Até que, já nos sub-15, se fixou como defesa-central. Foi o passo chave para assegurar a titularidade, avassalar o estatuto de capitão – reflexo de uma mentalidade competitiva precocemente inquebrantável –, e construir um trajecto marcadamente ascensional. O que lhe permitiu chegar às selecções inferiores uruguaias, ao serviço das quais marcou presença no Sul-Americano de sub-17 (2007), no Sul-Americano e no Mundial de sub-20 (2009), como também afiançar o debute, com 18 anos, 6 meses e 11 dias, pela equipa principal do Nacional, numa aposta do treinador Gerardo Pelusso. A resposta foi lancinante: uma semana e um dia depois, estreou-se a marcar, num dérbi de Montevidéu ante o Liverpool, asseverando a sua agressividade no aproveitamento aéreo de bolas paradas ofensivas, o que antecedeu a première na mítica Libertadores, numa recepção vitoriosa ao Nacional de Assunção, associando 1 golo, mais uma vez na sequência de um pontapé de canto, a 1 assistência, o que o tornou na principal figura da partida. Ao seu lado, Santiago García, um dos seus melhores amigos e companheiro desde a formação, como referência ofensiva. O malogrado futebolista, que se suicidou no passado dia 2 de Fevereiro, e a quem Coates dedicou o bis que caucionou ao Sporting uma preciosa reviravolta em Barcelos.

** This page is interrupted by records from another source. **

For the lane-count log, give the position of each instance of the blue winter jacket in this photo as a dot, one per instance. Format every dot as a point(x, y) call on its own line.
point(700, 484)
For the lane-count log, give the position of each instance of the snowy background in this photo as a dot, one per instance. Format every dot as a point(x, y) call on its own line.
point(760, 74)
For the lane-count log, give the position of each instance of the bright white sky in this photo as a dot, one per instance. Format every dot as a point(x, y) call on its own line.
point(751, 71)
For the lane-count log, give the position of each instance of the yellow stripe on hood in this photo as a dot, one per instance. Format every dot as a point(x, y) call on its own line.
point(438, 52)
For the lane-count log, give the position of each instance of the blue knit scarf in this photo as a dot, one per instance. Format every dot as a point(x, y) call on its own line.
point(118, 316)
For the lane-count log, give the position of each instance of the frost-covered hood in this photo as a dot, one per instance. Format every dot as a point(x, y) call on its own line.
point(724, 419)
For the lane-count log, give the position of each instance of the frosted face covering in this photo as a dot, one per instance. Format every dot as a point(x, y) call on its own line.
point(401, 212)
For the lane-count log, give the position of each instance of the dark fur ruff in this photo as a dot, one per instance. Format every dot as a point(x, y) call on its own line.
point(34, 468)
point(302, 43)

Dois anos como titular indiscutível do Nacional tornaram-no num alvo apetecível para vários clubes europeus, o que se exacerbou com a presença na selecção principal do Uruguai, pela qual venceu a Copa América em 2011, tendo sido considerado o melhor jogador jovem da competição. Sem surpresa, foi transferido a troco de 8 milhões de euros, no final de Agosto de 2011, para o Liverpool, então comandado tecnicamente pelo mítico Kenny Dalglish. Seba Coates sentiu amplas arduidades para se adaptar a uma realidade competitiva muito mais exigente, ficando na sombra de Jamie Carragher, de Martin Skrtel e de Daniel Agger, o que motivou que, ao longo de dois exercícios, só realizasse 12 jogos na Premier League pelos reds. Uma lesão grave – rutura do ligamento cruzado – no início da época 2013/14, e a vontade em marcar presença no Mundial’2014 conduziram-no a um regresso ao Uruguai, onde relançou a sua carreira no Nacional. De regresso a Inglaterra, o Sunderland, após um período de empréstimo, afiançou o seu concurso, a troco de 2,8 milhões de euros, a título definitivo. Em época e meia, efectuou 32 jogos oficiais pelos black cats, aproveitando a confiança que o seu compatriota Gus Poyet e o holandês Dick Advocaat depositaram no seu potencial. Algo que deixou de acontecer, a partir de Outubro de 2015, com a chegada de Sam Allardyce, o que motivou a sua saída para o Sporting, concretizando-se um desejo de Jorge Jesus, que já o quisera contratar para o Benfica. A uma cedência bem-sucedida, formando uma dupla com Rúben Semedo que sobressaia pela complementaridade, seguiu-se a aquisição a título definitivo, numa operação que esteve perto de atingir os 5 milhões de euros.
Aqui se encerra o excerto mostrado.